Tip Toe / Chokehold
My wedding shoes were five inches tall, making me a five-foot-nine bride. I chose the shoes before the dress becuase I despise trying on clothes. When I settled on electric ‘something blue’ shoes, the splash of color and tradition were all I wanted to see. It wasn’t until I stood at such an altitude — across from my freshly-minted husband, wobbling with fright and panic under the oppressive heaviness of my beaded dress — when I realized I should have worn flats. What I remember most about my wedding day was trying not to faint. If you squint and hold the images close, you can see me bearing down most of my weight on whomever I posed next to.
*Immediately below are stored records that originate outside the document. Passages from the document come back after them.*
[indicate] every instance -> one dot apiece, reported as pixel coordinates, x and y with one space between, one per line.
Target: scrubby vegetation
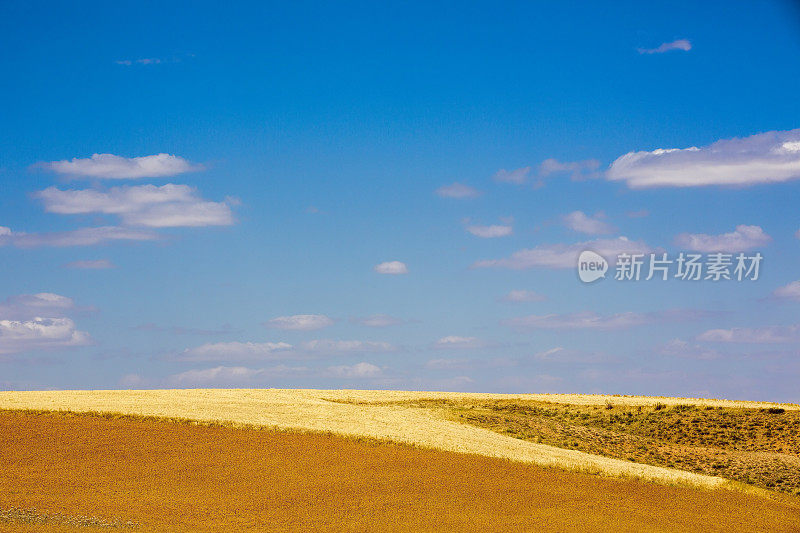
760 447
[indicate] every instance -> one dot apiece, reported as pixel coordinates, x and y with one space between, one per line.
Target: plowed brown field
70 473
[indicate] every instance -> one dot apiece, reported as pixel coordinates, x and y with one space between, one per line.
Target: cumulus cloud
769 157
300 322
91 264
577 170
379 321
26 306
78 237
678 44
109 166
565 255
788 292
490 232
222 351
517 177
742 239
17 336
239 351
391 267
333 347
591 320
358 370
153 206
523 296
583 223
759 335
683 349
457 190
458 343
222 375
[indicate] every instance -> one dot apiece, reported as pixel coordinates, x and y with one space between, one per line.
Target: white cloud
564 255
578 170
769 157
458 343
239 351
517 177
760 335
333 347
232 374
683 349
25 306
358 370
458 190
37 334
168 205
582 223
225 351
679 44
379 321
391 267
92 264
789 292
742 239
489 232
109 166
447 364
300 322
523 296
78 237
583 320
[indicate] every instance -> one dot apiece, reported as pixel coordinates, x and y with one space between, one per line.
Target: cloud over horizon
110 166
169 205
771 157
678 44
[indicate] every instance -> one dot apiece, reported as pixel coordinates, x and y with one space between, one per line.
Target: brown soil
70 473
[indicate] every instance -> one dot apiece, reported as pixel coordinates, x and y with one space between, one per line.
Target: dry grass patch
760 447
352 413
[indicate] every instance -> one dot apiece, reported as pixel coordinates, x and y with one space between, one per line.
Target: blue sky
305 145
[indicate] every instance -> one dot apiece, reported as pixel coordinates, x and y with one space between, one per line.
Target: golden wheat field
68 472
348 460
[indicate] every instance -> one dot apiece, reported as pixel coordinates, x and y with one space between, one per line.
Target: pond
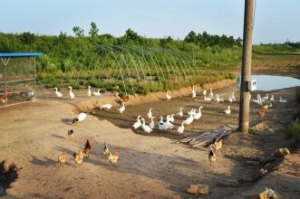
273 82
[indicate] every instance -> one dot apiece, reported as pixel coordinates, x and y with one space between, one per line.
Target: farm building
17 77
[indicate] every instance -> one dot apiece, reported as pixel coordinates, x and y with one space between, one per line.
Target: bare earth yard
150 165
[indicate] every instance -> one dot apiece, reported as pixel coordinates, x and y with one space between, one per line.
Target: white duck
198 114
145 127
80 118
194 94
272 99
211 94
230 98
227 111
180 129
71 94
89 93
282 100
122 108
207 98
219 99
168 123
162 124
168 96
97 93
189 120
58 94
138 122
149 114
106 106
233 96
180 112
171 118
152 124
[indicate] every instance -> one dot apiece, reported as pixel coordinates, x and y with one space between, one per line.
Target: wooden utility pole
246 68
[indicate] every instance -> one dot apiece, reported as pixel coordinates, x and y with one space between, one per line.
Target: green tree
79 32
94 30
27 38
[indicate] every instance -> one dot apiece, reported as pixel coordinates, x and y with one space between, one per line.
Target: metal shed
17 77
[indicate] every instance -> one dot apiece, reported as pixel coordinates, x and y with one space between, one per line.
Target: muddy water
213 117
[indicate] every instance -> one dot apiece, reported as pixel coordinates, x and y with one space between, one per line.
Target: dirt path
150 166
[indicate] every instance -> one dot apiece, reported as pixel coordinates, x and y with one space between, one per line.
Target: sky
275 21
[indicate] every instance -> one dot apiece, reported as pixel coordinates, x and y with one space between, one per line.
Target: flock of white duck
71 94
194 114
168 123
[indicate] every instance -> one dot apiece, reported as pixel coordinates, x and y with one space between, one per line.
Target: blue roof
20 54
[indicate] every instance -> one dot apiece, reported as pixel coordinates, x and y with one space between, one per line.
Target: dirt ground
151 165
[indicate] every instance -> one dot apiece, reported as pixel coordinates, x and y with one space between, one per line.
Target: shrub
294 130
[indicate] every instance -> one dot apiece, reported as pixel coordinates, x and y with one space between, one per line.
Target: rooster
114 158
87 149
78 157
217 145
70 132
62 158
106 150
261 113
211 156
125 99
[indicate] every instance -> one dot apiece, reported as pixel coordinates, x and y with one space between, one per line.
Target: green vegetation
132 63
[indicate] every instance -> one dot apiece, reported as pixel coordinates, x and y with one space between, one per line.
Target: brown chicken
62 158
70 132
106 150
114 158
87 149
261 113
212 157
217 145
125 99
78 157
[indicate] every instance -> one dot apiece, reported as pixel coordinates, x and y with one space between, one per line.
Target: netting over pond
17 77
129 70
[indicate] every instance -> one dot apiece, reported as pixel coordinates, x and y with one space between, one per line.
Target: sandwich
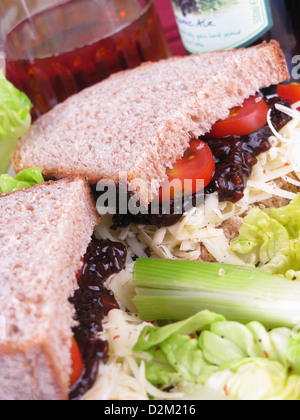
140 122
45 232
137 125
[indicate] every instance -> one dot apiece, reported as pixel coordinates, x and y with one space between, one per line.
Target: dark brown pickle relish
92 302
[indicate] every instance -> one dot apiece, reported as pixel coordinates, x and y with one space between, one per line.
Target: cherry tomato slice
197 164
242 120
289 92
77 363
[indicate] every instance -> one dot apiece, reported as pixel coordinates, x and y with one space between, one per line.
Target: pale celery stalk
175 290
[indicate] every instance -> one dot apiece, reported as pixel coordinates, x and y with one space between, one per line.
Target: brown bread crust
140 121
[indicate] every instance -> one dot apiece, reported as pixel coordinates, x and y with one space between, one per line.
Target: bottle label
209 25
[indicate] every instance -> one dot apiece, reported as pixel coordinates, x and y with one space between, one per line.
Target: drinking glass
54 49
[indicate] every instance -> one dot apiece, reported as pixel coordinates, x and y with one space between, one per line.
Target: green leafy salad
216 329
248 348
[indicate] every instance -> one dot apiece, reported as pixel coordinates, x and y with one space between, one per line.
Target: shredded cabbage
201 226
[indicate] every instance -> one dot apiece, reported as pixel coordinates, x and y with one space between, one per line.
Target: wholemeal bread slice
139 122
45 231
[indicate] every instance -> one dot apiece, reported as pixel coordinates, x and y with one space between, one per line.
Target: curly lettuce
207 355
25 179
270 239
15 120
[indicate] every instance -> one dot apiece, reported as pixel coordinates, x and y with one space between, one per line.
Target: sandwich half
138 123
45 231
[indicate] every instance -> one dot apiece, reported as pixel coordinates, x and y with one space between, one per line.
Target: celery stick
168 289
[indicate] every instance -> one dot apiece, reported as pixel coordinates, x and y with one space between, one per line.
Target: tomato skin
242 120
289 92
77 363
197 164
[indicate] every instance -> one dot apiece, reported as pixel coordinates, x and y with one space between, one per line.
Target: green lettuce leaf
223 358
15 120
25 179
270 239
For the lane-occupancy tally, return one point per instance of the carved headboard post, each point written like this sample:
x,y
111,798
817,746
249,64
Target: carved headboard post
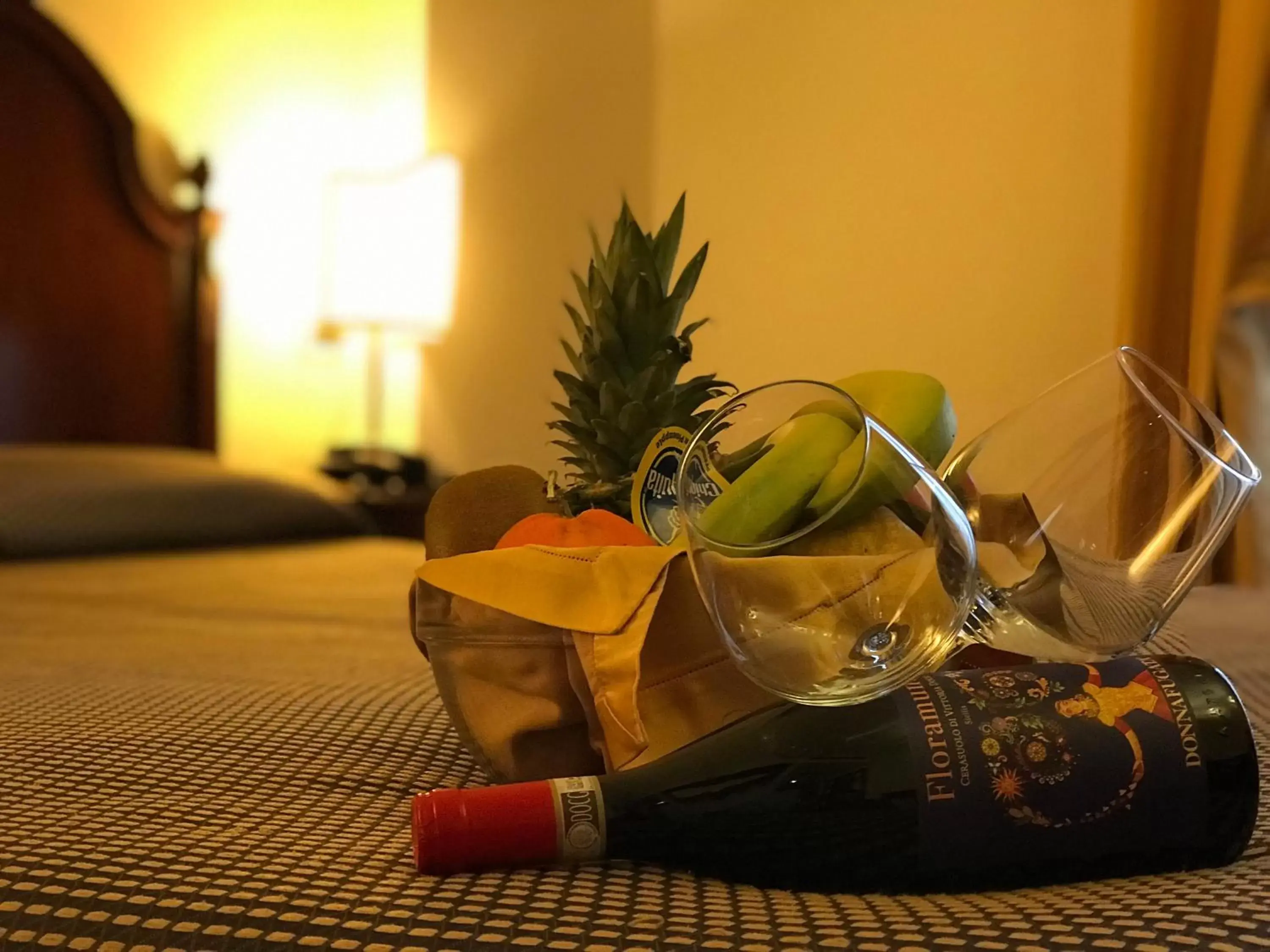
x,y
107,310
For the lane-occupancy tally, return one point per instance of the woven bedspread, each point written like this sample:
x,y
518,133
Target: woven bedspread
x,y
216,752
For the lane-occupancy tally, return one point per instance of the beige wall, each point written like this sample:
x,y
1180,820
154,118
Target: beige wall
x,y
902,183
938,187
549,107
280,94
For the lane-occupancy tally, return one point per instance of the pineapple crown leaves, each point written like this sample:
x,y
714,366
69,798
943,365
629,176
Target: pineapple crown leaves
x,y
629,353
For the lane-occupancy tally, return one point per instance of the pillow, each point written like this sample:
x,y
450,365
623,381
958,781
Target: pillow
x,y
70,501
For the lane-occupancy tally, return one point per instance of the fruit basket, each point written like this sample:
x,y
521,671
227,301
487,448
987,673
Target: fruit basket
x,y
797,536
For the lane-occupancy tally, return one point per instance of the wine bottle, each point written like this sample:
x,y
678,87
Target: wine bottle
x,y
978,779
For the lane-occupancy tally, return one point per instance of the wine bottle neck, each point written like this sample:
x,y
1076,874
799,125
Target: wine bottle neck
x,y
517,824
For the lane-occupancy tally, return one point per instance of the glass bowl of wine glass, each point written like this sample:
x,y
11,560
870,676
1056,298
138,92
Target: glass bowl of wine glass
x,y
834,561
1095,509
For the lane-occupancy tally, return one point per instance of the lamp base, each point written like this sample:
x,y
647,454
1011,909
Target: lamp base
x,y
375,471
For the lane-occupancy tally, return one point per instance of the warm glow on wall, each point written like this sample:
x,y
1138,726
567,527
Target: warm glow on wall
x,y
281,96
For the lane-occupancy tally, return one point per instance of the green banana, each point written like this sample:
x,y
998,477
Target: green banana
x,y
917,409
768,499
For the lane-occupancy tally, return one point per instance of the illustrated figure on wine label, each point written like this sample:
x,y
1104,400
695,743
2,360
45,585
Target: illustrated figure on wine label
x,y
1110,705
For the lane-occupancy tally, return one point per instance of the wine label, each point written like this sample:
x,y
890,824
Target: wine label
x,y
580,819
1053,761
653,506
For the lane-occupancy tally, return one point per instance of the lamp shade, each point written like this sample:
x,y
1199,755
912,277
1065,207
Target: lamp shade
x,y
393,247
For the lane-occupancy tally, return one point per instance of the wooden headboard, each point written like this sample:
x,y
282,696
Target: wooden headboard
x,y
107,314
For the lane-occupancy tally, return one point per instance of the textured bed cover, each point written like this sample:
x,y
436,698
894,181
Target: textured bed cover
x,y
216,752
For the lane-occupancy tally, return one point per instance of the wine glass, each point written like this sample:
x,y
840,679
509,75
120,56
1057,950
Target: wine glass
x,y
832,560
1095,509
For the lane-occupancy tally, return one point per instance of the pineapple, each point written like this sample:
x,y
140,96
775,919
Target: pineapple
x,y
630,351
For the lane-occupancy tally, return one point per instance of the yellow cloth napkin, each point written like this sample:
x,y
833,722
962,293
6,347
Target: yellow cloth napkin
x,y
653,674
614,643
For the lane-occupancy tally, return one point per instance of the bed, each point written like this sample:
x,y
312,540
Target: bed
x,y
210,740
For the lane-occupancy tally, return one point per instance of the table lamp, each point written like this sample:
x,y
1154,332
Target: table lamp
x,y
392,249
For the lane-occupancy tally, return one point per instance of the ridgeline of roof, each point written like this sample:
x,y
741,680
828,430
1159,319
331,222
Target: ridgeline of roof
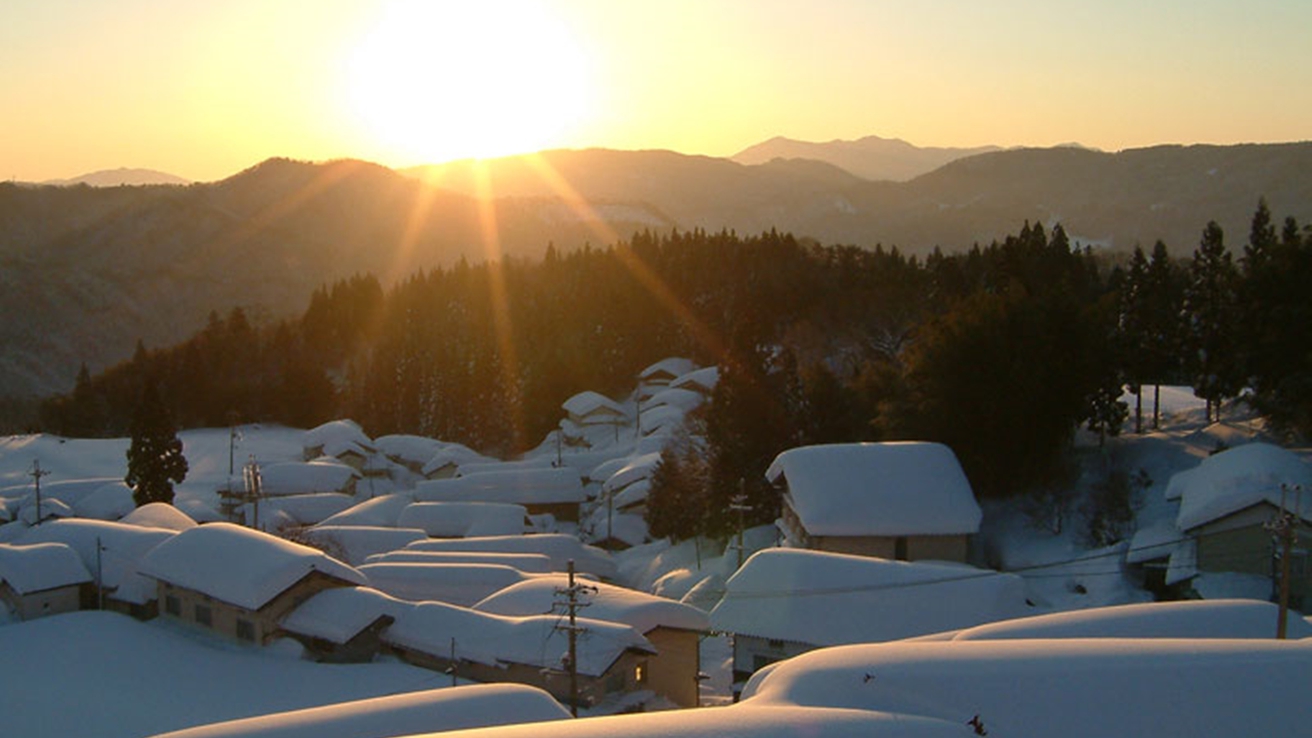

I’ve held on too tightly like this my whole life. When my mother took my twin and I to swimming lessons as toddlers, she remembers me strangling her every class out of infant-sized fear I might drown. When my friends and I took a climbing/hiking trip to Joshua Tree, the best climber among us attempted to coach me up a rock face. I stopped midway in tears, glued to the rock and gripping so tightly my fingers bled. He insisted I had enough rope to lean back; what I heard, as I always did, was that he had given me just enough rope to hang myself.

White Knuckle
I drank because I assumed it gave me more control than drugs would allow. I spent a lot of time with pot smokers, despite always passing the joint without a toke. No one understood why I would drink so much and not give weed a chance. I told them I prefered the diminshed responsibility of drinking. I cowar at the thought of having one bad trip too many, convinced I could easily go mad. I failed to put together that I was the one with the least control of my behavior and my mind in nearly every group I spent time with, pot smokers especially. Once I get an idea stuck in my head, though, I act on it regardless of whether or not my experience disproves it. Over time, the more an idea did not work for me, the more I insisted on fixing the circumstances until it did.
The challenges of my recovery almost all point to my inability to let things go. I cling onto friendships especially, out of fear that if I don’t meet and keep the right crew, I will surely die alone. That is a pretty big leap to make at 32 years old. Side note: I texted my twin last week to ask how old we were. I got it stuck in my head that we had just celebrated our 31st birthday together, which means I spent the last six months telling people I was 31 when I am, in fact, 32 years old. You see? Old habits die hard.
Mirror Twins
I forget often that I am a different person than I used to be. The paint hasn’t yet dried on the images of myself in my drinking days. Every memory remains fresh. My friends in recovery remind me to stay in the present to stop the past from dictating my behavior in the present. My twin represents the most fascinating aspects of my recovery because she is the very best friend I have. She offers insights I was never open to seeing until I got sober. Case in point: she has always been the very best friend I will ever have. Our relationship plays out like a romantic comedy: the true love (her) waited in the wings until the protagonist got her shit together (me). What is funniest to me now is that I assumed I was always the protagonist.

I was devestated when my twin began dating her husband. I thought she would forget about me if she stayed with him. I kept that presumption close while distancing myself from her. I caused several pointless fights, trying to convince her that she was neglecting me. Even as children people saw our fighting like we were an old married couple. I thought it would be like that until she was in an actual married couple while I was left dangling in the wind. It wasn’t until I met my husband that I realized why she and I had grown far apart: it was me, and it had always been me. When I began losing my mind every time I drank, the absurdity of my assumptions led me to abandon my twin. Luckily for me, she knew enough to see what was happening and she did not give up on me.
No-Nicotine Perspective
Last week, she and her husband came to visit my mother and I. We all drove to Virginia Beach to celebrate my uncle’s 75th birthday. This is my dad’s brother, the one whose birthday fell on the very day my father died. Our family never quite grasped how hard that must have been for him. When we sang happy birthday as a group, I felt overwhelmed with sorrow and joy. He outlived many of the men in our family, something that probably made him feel a lot of pressure. My uncle’s birthday reminded me that when I focus on a storyline too long, I cannot see the other stories in my periphery. My uncle, just like my twin, had his own experience with a sibling.

My sister, mother and brother-in-law drove back to Petersburg that night, only to be snowed in the next day. My twin taught me how to leash train my dog and my brother-in -law shoveled my car out of 11 inches of snow when I ran out of nicotine and needed to get to the store. My family spent at least an hour and a half looking in the snow for the vape I dropped on one of our walks. I knew my crazy was showing, but I felt like I could actually be myself. They saved the day just by being there. In true WASPy fashion, I couldn’t share my real feelings of being sad for my uncle, so I cried from nicotine withdrawals. I think they understood.
What happens for me today is a constant shift in perception. I have felt multiple psychic changes from protagonist to supporting role. Sometimes it’s hard for me to give up my ego, but in the end I must. I have painful memories that want me to look back. But the only way forward is to stay the course. I have to breathe; my direction is forward and up.